This week you will have the opportunity to experience this unique body energy work at Kocoon spa's new space with our visiting practitioner Gyan Amin, who has more then 20 years of experience in this field, and more 10 years of experience giving sessions and teaching Thai Yoga Massage.

A Therapeutic Thai Yoga Massage session is a full body treatment for body, mind and spirit that clears energy blocks, makes muscles and joints feel young and free and put the client in a state of deep relaxation where deep, healing, spiritual experiences are possible.

Our special introduction price at Kocoon spa for this week is 60 min | 600 rmb.

In one hour Gyan will do a consultation, a body reading, a guided meditation and a short bodywork to give you a first impression of this special massage technique.

If you can, we recommend you to book a full body work session of 90 min | 800rmb (special introduction price).

Unfortunately we can only accept cash payment for the moment, we apologize for the inconvenience this may cause.

If you are interested make sure to reserve as soon as possible, as Gyan is only in Beijing for THIS WEEK!

Venue: Kocoon Spa, Taiyue Suites,16 San­l­i­tun South Road, Chaoyang Dis­trict, Bei­jing

To book your session: 137 178 434 06 or simply reply to this mail!

--- The Massage helps with low energy in the body, sore shoulders back or neck, stiff joints, lower back pain, muscles pain, nerves disorder and much more. First there will be a short interview with the client; finding out in depth the different body-mind-spirit issues which are happening for the individual. The session includes a physical check with special attention on body posture and spine alignment. Then the therapist will move to Thai style bodywork. Using thumbs, palms and elbow presses (and sometimes even feet and knees).
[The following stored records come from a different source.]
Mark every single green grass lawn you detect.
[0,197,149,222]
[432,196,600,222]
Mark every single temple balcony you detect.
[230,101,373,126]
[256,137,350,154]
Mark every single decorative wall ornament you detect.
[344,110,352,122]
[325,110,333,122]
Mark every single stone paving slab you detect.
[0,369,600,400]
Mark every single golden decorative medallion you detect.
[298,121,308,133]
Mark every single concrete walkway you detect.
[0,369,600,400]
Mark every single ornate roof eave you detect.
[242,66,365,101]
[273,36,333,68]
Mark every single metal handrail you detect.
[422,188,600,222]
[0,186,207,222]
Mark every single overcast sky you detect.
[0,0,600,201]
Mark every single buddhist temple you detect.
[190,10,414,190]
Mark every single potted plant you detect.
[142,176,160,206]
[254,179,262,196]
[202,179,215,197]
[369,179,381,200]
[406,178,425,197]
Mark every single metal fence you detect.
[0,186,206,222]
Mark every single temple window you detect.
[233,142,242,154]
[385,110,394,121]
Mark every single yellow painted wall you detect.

He helps the receiver to relax tight muscles to release stiff joints and to free the life energy of the body. In addition Gyan will preform, based on the individual case, different Yoga-like stretches which support the opening and healing process.

"I just got my first Thai Yoga Massage with Gyan and it was amazing! A spiritual experience that combined meditation and an authentic, invigorating body work...feeling great, feeling free." Johanna

ABOUT GYAN:

Gyan taught Thai Yoga Massage and gave sessions in his home country Israel and in Taiwan where he lived for few years and studied Mandarin Chinese. At present he lives in Chiang Mai, Thailand. A wonderful place for a Thai Massage lover… For him, Thai Yoga Massage  is a spiritual discipline, a way to express and share love and light. "Giving a session is a meditation of breath awareness and a chance of opening my heart in compassion, thus bringing the treatment to a deep level of spiritual communion and healing." Gyan Video about Thai Yoga Massage with Gyan ( with your VPN)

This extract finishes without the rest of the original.